# Westline Block plane



## chopper6322 (Oct 17, 2011)

Hey folks,
I picked up a Westline Block Plane No. 4H6212 7" long by Western Auto Co. It's in pretty decent shape other than some surface rust and I only paid $15 for it. I was curious if anyone had any information on these planes. When it was made, is it of good quality, worth cleaning up and using? anything would be great. Thanks


----------



## JustJoe (Oct 26, 2012)

You probably already know Western Auto sold auto parts, and got sold to someone else who makes auto parts. In the 1950-1970s they tried to become more like an ACE hardware but without the hardware. Westline was their brand of tools. Yours has a born-on date from the 1950s. 
PTAMPIA-II says westline tools were made by either Stanley or Great Neck. 
Only you can decide if it's worth the fettling. 
Without pics only you can see if the iron is made of steel, or some tinluminum alloy, and if it's 3/32 thick or 3/320 thick. I suspect that if you tie it to the fishing line right above the swivel that it would make an excellent sinker for deep-lake trolling.


----------



## JayT (May 6, 2012)

Most likely the plane would have been manufactured for Western Auto by one of the big companies (Stanley would be the #1 suspect) Pics would tell us a lot more and help both identify original manufacturer and possibly a date range.


----------



## Tedstor (Mar 12, 2011)

Sears sells a brand new 7" Block Plane for about $18. I bought one about 5 years ago, and use it all the time. In fact I use it more than my record/stanley block planes- which most people wouldn't expect. 
That said, give the westline an hour's worth of rehab and see what it can do.

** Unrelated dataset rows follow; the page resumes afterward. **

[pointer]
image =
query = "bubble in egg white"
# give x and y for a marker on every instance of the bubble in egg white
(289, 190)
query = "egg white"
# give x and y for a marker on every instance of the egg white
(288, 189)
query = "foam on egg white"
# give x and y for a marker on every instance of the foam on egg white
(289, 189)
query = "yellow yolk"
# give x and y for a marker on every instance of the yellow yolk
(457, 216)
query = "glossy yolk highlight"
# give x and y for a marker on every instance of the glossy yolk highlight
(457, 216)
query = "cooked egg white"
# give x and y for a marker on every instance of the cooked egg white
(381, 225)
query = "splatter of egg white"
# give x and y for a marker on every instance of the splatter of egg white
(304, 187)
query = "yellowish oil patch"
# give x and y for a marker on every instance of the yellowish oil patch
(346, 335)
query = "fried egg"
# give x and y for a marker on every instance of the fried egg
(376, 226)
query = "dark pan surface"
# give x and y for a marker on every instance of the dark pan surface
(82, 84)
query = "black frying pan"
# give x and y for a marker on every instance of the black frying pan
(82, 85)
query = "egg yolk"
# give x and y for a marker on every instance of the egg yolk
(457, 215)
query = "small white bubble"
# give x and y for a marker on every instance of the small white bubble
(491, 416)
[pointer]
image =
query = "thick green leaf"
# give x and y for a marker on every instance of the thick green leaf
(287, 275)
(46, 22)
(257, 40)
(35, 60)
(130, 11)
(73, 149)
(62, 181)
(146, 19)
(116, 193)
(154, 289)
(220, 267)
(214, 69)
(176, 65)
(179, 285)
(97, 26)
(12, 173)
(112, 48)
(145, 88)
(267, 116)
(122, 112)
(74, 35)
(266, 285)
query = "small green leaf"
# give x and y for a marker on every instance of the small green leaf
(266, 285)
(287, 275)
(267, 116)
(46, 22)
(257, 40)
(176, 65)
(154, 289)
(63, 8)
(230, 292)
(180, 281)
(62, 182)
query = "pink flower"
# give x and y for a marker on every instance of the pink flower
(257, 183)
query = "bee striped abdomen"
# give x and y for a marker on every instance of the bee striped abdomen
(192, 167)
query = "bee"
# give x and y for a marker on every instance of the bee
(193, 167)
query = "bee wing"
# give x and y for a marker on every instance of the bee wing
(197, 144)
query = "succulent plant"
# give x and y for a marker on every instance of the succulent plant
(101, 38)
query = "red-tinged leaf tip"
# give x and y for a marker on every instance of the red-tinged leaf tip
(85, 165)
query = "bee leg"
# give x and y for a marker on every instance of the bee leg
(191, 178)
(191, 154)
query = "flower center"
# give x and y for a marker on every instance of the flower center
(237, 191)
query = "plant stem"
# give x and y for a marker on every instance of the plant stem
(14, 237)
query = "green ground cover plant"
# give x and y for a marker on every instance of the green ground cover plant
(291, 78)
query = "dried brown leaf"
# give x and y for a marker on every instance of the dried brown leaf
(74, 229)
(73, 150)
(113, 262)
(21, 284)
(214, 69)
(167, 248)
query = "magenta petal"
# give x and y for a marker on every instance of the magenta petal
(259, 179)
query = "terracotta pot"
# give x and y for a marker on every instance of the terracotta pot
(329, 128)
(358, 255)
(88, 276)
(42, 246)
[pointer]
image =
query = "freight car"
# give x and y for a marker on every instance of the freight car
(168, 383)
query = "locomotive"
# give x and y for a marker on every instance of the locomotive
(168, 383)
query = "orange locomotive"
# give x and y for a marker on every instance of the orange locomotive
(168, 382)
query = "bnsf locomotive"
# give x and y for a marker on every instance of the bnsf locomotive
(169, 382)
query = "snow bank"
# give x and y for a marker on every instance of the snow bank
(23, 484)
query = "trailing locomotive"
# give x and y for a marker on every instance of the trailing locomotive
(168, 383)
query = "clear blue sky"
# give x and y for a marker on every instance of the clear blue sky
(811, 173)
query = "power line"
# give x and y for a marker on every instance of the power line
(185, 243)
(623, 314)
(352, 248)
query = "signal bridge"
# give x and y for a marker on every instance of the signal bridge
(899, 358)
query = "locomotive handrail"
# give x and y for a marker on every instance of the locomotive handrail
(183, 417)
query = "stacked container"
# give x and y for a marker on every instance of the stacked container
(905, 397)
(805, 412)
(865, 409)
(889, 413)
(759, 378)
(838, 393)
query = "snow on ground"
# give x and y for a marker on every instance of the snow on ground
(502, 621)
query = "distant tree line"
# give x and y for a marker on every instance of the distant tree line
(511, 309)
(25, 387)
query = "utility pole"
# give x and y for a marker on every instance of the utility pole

It could become your favorite plane.


----------



## chopper6322 (Oct 17, 2011)

Hey, got a pic uploaded, thanks again guys, I appreciate the quick responses, This forum has such a wealth of knowledge.


----------



## JustJoe (Oct 26, 2012)

Looking at the pic, I'd choose Great Neck over Stanley as the maker.


----------



## Tedstor (Mar 12, 2011)

I'm thinking Great Neck too.


----------



## chopper6322 (Oct 17, 2011)

Thanks again guys, i'll clean it up and see how she does, it's got to be better than my buck bros, and worst case it's only 15 bucks.


----------



## WhoMe (Jul 9, 2009)

The other thing nice about that plane is you have the box it came in.


----------



## donwilwol (May 16, 2011)

the box is probably worth more than the plane. I think I'd oil it up a little, put it back in the box. Those types of planes are pretty cheap, and the box actually means it might be worth something someday.


----------



## chopper6322 (Oct 17, 2011)

Good idea guys, i may have to do that, another 50 years and it'll be a real gem


----------